Orbán: I don't have a vivid enough imagination to think that a nuclear power can be defeated
May 05. 2023. – 08:50 AM
Most Friday mornings, Hungary’s Prime Minister gives an interview on one of the public radio stations. Since the independent media has not had a chance to interview him for several years, these weekly radio interviews are the only opportunity to find out what the leader of the country thinks about current events, how he sees his opponents and any issues at hand. This is a summary of the most important points from this week's interview
"Even at the outbreak of the war, the Hungarian position was that there would hardly be any winners in this war. There will be losers, but no winners", Viktor Orbán said on Kossuth Rádió on Friday morning.
Russia is up against the wall that is NATO, and defeating the Western powers and the US, which is providing unlimited funding for the war is difficult. But Russia has many more soldiers, weapons and nuclear weapons than Ukraine.
"I don't have a vivid enough imagination to think that a nuclear power can be defeated."
- the Prime Minister said.
Following the Budapest visit of Pope Francis, Orbán feels that the Vatican is determined to mobilise its forces, its contacts and its influence to try to put a stop to the bloodshed. In order to do this, it needs to rally the countries that want peace. Hungary is one of those countries. According to the Prime Minister, there is hardly anyone outside Hungary who dares to take an open stand for peace.
"We speak our heart", he said, adding that this often gets us into trouble in international politics.

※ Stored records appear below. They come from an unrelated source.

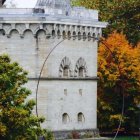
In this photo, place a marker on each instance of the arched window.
(80, 117)
(65, 118)
(81, 72)
(65, 68)
(81, 68)
(66, 71)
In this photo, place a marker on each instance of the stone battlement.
(52, 30)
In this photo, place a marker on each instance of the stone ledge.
(62, 78)
(102, 138)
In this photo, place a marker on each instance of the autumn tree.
(119, 66)
(122, 15)
(16, 118)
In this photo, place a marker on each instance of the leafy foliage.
(16, 118)
(119, 66)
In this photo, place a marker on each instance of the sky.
(22, 3)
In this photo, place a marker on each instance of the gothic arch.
(65, 118)
(2, 32)
(81, 68)
(65, 69)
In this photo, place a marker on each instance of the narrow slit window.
(81, 72)
(65, 118)
(66, 72)
(80, 117)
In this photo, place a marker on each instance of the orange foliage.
(118, 60)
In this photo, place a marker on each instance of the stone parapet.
(52, 30)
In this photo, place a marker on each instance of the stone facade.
(67, 95)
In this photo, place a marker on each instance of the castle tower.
(67, 95)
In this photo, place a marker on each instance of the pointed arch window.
(80, 117)
(81, 68)
(65, 118)
(65, 68)
(66, 71)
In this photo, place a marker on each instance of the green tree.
(122, 15)
(119, 66)
(16, 118)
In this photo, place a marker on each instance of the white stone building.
(67, 95)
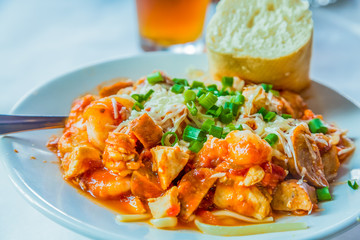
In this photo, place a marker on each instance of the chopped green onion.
(323, 194)
(353, 186)
(316, 126)
(137, 106)
(197, 84)
(227, 82)
(189, 95)
(196, 146)
(177, 88)
(286, 116)
(234, 107)
(226, 116)
(263, 111)
(269, 116)
(266, 87)
(201, 92)
(192, 133)
(272, 138)
(208, 100)
(138, 97)
(231, 127)
(207, 124)
(238, 99)
(192, 108)
(224, 135)
(148, 94)
(212, 87)
(240, 127)
(181, 81)
(154, 78)
(224, 92)
(216, 131)
(275, 93)
(164, 138)
(214, 111)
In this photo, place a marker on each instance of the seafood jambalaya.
(177, 151)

The Americans are waging a pro-war campaign on the streets of Hungary, (a reference to the billboard campaign financed by the US embassy in Budapest, calling for Russian troops to leave Ukraine – TN) but Orbán said we are strong enough to stop them from forcing us into it. "We are facing difficult weeks ahead", Orbán said of the Ukrainian military's counter-attack, but he believes the situation will be clearer after the Ukrainian military offensive.

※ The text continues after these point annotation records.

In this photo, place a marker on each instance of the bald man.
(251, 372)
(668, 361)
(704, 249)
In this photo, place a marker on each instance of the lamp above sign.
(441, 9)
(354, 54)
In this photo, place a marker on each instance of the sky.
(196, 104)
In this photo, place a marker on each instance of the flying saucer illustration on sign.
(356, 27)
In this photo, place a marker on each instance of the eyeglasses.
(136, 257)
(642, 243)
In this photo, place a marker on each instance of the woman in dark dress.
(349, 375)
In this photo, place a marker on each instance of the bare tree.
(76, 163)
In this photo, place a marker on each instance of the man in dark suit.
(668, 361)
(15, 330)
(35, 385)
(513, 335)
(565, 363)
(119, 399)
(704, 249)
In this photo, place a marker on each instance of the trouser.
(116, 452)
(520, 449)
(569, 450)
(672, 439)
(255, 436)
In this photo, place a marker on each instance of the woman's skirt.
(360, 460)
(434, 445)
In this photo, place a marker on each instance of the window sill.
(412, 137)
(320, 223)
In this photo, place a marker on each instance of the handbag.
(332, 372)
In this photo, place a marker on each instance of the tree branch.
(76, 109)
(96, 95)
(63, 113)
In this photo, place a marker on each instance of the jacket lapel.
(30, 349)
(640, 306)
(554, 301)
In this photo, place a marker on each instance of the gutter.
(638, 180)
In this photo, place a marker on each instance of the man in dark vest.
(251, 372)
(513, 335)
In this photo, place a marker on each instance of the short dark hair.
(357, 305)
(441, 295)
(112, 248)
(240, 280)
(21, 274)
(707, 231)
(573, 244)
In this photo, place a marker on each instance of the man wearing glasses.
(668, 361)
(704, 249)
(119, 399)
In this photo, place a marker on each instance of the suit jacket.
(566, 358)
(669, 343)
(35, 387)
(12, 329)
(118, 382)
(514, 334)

"I think this is the last big opportunity for the Ukrainians to achieve some kind of military success. Once this bullet is fired, if this happens, then we will see what the real balance of power is between the opposing forces, and in this kind of clearer, more settled situation there will be more opportunities for diplomatic efforts for peace," Orbán said, essentially referring to the surrender of Ukraine.
Speculators and smugglers have made huge profits from the war, Orbán said.
George Soros has always dreamed of somehow getting into Ukraine and then having access to Russian natural resources, he added.
At the same time, according to the Prime Minister, our self-interest tells us, that there should be a big Ukraine in our neighbourhood.
The European Commission has fooled us again
On the issue of Ukrainian grain imports, he said that at the beginning of the war, Hungary had a good attitude on the issue, but we were fooled again by the European Commission. There was talk of Ukrainian grain being sold through Europe to starving people in Africa. The speculators then imported Ukrainian grain into Europe and ruined Hungarian and Polish farmers. According to Orbán, the European Commission knew this perfectly well, and did nothing. If Brussels cannot put an end to this, Hungary and Poland will introduce a physical barrier to the import of Ukrainian grain.
"One can only count on themselves. One must stand up for their own interests," the Prime Minister concluded. He then deduced that this also goes to show that Ukraine's accession to the EU must be handled with caution, because we could bring so much trouble on ourselves that we will end up begging.
At the end of the interview, Orbán spoke of an EU initiative that he said would end the autonomous foreign policy of member states and would allow majority voting instead of unanimity, meaning that there would be no possibility of a veto by member states. Orbán believes that it would be better to strengthen the individual nations, which globalist forces, financial forces, bureaucrats and speculators are seeking to abolish. He also spoke about this at the CPAC Hungary conference on Thursday.
Viktor Orbán avoids critical questions at home. It’s been years since he gave an interview to independent media. However, for years, most Friday mornings he has been a regular guest on state-owned Kossuth Rádió, where he is interviewed by a leading editor of the public broadcasting service (operating from an annual budget of 320 millions of euros). Katalin Nagy has been almost exclusively the only person allowed to interview Orbán on the state-owned channel throughout his third and fourth term with a two-thirds majority in parliament. She has received the state decoration of the Cross of the Order of Merit of Hungary and doesn’t shy away from asking questions.